Abandon de créance au profit d’une filiale et acte anormal de gestion

Coralie MOREAU
Coralie MOREAU - Avocat

Source : Cour administrative d’appel de BORDEAUX, 4ème chambre, 08/03/2022, 19BX04963

Pour rappel, lorsqu’une entreprise renonce à des recettes ou abandonne des créances au profit d’un tiers, sa gestion commerciale ne peut être qualifiée de normale. Dans un tel cas, un acte anormal de gestion est relevé sauf dans certaines conditions selon que les aides sont à caractère commercial ou à caractère financier.

  Aides à caractère commercial

L’article 39-13 alinéa 1 et 2 du Code général des impôts prévoit que « sont exclues des charges déductibles pour l’établissement de l’impôt les aides de toute nature consenties à une autre entreprise, à l’exception des aides à caractère commercial ».

Lorsqu’une aide est à caractère commercial, l’entreprise doit démontrer qu’elle a agi dans son propre intérêt en effectuant de tels abandons.

Afin qu’un tel acte de gestion ait un caractère normal et que les aides ainsi consenties puissent être déduits de ses résultats imposables, l’entreprise doit justifier de la contrepartie qu’elle titre d’un tel acte à la date à laquelle l’aide est intervenue. Elle doit ainsi démontrer que c’est pour préserver notamment des intérêts commerciaux.

Lors d’un contrôle, l’administration doit apporter la preuve des faits sur lesquels elle se fonde pour qualifier l’acte anormal de gestion au regard de l’aide consentie. Toutefois, cette preuve est réputée apportée lorsque l’entreprise ne peut pas justifier qu’elle a bénéficié de contreparties en agissant ainsi.

Si les conditions sont satisfaites et que les aides apportent une contrepartie équivalente à la société qui les consent, celles-ci seront déductibles du résultat pour la société qui les accorde et imposables chez la société qui les reçoit.

  Aides à caractère financier

Les aides sont dites à caractère financier lorsqu’elles sont consenties pour un motif autre que commercial.
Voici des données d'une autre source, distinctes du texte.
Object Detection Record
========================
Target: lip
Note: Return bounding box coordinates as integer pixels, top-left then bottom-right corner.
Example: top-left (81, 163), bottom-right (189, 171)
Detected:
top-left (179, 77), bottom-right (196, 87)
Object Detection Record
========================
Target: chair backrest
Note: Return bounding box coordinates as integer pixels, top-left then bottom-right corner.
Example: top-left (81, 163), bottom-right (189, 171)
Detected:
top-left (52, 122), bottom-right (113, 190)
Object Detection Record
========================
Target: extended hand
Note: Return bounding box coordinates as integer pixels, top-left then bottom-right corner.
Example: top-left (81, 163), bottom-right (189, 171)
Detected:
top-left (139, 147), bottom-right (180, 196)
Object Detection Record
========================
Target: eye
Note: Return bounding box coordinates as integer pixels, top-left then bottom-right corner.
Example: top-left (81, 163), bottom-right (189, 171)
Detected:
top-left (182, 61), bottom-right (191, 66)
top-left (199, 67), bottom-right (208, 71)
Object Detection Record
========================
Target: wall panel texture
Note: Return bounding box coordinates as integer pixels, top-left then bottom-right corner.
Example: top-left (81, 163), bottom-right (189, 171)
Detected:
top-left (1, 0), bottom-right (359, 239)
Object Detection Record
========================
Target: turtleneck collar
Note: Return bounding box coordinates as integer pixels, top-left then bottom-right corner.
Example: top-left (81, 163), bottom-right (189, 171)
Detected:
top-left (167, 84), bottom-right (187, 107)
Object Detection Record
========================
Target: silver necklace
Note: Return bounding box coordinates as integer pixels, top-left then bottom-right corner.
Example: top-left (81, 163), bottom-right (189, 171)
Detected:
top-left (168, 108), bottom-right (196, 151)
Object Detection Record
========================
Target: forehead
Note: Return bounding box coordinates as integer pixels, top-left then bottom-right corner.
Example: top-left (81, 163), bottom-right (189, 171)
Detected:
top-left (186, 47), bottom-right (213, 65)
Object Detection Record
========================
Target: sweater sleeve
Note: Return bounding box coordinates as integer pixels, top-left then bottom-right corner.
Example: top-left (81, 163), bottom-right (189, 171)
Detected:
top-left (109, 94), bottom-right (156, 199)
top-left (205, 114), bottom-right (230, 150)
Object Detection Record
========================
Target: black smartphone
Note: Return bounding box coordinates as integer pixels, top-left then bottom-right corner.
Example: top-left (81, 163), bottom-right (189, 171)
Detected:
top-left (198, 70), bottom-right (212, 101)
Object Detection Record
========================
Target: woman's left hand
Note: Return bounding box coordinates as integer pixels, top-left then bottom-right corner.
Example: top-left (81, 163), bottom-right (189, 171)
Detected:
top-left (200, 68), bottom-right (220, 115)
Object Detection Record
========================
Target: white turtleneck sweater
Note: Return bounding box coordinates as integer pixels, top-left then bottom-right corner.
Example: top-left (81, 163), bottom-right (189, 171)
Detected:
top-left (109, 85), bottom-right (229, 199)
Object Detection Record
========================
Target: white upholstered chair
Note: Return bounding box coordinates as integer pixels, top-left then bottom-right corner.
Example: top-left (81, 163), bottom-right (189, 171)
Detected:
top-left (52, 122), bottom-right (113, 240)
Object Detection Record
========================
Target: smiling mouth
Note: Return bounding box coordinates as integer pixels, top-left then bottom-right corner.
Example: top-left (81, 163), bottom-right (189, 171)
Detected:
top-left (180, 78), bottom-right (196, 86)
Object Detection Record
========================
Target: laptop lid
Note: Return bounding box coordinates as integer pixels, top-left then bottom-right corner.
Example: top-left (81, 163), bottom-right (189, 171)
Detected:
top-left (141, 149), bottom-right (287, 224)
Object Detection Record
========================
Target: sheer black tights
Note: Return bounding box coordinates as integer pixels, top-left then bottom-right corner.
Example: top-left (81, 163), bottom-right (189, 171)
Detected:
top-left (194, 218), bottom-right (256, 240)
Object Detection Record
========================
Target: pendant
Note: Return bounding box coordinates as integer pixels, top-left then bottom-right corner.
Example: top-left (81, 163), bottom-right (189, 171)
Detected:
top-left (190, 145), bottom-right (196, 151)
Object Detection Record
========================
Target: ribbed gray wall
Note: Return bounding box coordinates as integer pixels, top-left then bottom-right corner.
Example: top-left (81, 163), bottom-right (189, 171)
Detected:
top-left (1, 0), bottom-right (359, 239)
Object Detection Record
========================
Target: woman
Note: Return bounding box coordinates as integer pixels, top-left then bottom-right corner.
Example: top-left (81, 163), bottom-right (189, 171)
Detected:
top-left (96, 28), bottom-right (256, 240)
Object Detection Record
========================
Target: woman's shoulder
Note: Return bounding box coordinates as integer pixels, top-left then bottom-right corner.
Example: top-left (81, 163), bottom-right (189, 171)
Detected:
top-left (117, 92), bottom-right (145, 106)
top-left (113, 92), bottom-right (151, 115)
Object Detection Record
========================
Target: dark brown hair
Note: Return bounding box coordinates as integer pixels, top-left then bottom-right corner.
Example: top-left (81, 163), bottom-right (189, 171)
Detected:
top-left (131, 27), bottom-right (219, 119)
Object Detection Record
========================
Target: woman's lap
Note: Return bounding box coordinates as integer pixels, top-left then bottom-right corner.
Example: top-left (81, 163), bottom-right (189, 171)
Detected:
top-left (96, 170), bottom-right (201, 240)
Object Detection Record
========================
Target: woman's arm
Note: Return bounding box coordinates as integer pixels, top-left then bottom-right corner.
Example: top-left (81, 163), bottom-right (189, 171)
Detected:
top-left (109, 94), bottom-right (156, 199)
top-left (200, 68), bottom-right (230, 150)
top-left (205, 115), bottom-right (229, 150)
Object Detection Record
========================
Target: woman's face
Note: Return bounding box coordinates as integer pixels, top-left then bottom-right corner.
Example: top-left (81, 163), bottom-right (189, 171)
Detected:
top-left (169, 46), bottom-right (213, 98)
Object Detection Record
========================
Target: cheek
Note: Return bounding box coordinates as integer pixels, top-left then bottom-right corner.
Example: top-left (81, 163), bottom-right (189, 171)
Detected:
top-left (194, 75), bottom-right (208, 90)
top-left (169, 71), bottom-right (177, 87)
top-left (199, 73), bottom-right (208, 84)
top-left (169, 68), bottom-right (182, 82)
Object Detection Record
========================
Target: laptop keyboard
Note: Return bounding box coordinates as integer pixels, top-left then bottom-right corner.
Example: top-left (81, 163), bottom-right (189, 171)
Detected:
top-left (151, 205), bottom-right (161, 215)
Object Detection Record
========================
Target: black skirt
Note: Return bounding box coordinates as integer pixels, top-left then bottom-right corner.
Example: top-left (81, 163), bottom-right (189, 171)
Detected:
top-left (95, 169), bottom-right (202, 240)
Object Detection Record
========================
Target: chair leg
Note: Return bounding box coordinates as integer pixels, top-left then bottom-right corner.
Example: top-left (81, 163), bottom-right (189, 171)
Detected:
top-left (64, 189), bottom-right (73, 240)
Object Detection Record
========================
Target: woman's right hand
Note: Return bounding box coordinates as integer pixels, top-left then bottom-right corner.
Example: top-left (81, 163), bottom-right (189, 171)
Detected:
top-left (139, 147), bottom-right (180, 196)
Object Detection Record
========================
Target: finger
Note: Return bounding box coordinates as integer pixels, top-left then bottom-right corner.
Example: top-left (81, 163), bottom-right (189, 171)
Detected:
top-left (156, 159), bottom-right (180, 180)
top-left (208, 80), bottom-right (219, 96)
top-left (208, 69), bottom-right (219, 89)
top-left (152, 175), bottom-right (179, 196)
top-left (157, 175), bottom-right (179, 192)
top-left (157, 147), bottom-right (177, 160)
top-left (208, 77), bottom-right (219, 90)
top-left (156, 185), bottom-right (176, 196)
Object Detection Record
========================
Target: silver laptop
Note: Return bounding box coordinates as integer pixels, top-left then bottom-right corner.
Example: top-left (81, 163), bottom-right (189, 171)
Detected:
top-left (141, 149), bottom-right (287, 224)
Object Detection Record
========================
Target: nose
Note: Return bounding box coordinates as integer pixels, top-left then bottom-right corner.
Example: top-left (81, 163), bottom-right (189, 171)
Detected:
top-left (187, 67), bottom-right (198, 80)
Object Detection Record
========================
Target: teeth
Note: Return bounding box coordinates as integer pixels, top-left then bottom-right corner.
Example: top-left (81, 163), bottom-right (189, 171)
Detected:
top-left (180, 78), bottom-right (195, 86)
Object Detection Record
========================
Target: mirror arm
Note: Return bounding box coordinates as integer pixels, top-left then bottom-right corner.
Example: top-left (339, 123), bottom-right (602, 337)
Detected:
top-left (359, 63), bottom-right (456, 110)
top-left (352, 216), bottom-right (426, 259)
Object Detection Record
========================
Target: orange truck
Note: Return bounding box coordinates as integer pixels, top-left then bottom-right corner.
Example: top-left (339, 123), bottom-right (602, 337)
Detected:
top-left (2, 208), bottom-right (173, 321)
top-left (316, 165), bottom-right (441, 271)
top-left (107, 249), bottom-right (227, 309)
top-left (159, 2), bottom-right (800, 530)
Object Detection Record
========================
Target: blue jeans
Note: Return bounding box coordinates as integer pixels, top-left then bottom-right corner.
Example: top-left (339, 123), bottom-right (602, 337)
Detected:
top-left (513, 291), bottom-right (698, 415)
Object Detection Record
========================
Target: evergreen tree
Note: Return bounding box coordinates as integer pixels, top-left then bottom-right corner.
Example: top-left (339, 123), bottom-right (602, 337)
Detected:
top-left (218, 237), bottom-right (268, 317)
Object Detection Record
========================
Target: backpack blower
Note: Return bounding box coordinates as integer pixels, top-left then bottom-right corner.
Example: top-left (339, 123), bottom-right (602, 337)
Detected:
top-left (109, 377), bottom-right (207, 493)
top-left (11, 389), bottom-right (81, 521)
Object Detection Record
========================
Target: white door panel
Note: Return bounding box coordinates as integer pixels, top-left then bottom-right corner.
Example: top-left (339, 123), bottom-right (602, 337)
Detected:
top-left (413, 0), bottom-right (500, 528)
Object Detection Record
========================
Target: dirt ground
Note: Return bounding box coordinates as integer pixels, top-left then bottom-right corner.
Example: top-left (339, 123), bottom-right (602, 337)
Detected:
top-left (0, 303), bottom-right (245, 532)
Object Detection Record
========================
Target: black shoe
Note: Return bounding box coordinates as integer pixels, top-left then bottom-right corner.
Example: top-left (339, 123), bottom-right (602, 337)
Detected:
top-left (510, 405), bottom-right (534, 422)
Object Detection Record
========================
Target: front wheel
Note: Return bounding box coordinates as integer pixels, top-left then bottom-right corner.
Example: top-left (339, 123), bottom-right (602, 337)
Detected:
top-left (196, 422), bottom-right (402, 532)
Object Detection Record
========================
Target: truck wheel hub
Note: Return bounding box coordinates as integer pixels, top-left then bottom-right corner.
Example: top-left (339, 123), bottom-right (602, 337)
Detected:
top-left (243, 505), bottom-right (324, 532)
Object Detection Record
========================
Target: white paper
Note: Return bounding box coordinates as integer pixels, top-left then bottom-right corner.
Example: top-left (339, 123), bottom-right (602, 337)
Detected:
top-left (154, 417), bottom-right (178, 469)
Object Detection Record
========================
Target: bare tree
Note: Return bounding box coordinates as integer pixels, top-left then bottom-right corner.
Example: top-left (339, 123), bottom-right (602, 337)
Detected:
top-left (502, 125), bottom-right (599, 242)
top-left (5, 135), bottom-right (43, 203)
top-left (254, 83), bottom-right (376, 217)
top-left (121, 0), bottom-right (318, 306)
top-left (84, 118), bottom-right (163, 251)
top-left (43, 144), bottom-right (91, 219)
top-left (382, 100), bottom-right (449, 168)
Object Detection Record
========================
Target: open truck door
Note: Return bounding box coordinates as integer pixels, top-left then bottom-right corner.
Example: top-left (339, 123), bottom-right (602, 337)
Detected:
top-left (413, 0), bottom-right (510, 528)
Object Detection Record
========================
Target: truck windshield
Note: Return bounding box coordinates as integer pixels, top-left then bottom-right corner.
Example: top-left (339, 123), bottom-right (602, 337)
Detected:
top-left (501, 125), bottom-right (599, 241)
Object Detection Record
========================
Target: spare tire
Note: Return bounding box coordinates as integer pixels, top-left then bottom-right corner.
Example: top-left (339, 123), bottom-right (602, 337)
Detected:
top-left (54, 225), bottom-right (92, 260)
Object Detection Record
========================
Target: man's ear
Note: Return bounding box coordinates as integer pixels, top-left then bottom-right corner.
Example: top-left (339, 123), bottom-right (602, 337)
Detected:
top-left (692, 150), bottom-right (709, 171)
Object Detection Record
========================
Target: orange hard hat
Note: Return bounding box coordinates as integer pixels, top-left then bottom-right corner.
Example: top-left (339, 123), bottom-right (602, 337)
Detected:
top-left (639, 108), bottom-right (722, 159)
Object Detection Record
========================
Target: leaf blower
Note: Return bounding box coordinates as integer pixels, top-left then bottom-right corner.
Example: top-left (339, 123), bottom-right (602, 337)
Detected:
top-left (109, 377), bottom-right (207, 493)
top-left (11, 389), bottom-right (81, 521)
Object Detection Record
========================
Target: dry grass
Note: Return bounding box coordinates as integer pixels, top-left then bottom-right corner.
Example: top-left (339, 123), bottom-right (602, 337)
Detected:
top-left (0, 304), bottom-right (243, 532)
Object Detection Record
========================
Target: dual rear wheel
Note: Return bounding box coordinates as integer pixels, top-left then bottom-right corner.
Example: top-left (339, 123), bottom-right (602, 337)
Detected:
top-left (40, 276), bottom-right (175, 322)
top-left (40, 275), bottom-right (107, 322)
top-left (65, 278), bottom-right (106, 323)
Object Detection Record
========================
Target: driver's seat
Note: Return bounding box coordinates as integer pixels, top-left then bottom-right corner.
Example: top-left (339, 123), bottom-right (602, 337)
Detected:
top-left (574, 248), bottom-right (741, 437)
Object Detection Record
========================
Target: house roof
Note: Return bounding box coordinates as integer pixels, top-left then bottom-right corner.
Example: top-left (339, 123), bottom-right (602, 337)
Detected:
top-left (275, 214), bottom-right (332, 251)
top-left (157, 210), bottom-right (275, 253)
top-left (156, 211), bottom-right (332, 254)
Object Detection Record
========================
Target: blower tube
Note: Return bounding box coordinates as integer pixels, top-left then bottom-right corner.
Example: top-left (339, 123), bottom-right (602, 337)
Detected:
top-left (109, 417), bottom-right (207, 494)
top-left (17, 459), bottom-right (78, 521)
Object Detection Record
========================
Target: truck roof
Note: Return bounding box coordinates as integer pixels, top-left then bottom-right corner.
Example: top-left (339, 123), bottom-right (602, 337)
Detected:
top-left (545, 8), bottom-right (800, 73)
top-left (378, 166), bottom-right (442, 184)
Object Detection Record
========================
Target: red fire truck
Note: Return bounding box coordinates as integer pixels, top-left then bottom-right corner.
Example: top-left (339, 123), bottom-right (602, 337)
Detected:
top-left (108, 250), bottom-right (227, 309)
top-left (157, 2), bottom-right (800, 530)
Par principe, ces aides ne sont pas déductibles même si la société qui les accorde y a un intérêt.

Néanmoins, une telle aide sera justifiée et l’acte anormal de gestion ne sera pas qualifié lorsqu’une entreprise prévient les conséquences de difficultés financières d’une filiale qui est placée en procédure de sauvegarde, de redressement ou de liquidation judiciaire. La société doit y avoir un intérêt mais il n’est pas nécessaire que la société et la filiale entretiennent une relation commerciale.

Dans ce cas, les aides sont déductibles dans un certain plafond correspondant à la situation nette négative de l’entreprise qui en bénéficie et, pour le montant excédant cette situation nette négative, à proportion des participations détenues par d’autres personnes que l’entreprise qui consent les aides. La situation de la filiale est toutefois appréciée à la date de clôture de l’exercice en cours et non à la date à laquelle l’aide est consentie.

En l’espèce, une société a cédé à une filiale, détenue à hauteur de 98,70 %, divers biens pour un montant de plus de 368 000 €. Cette somme n’a fait l’objet d’aucun règlement.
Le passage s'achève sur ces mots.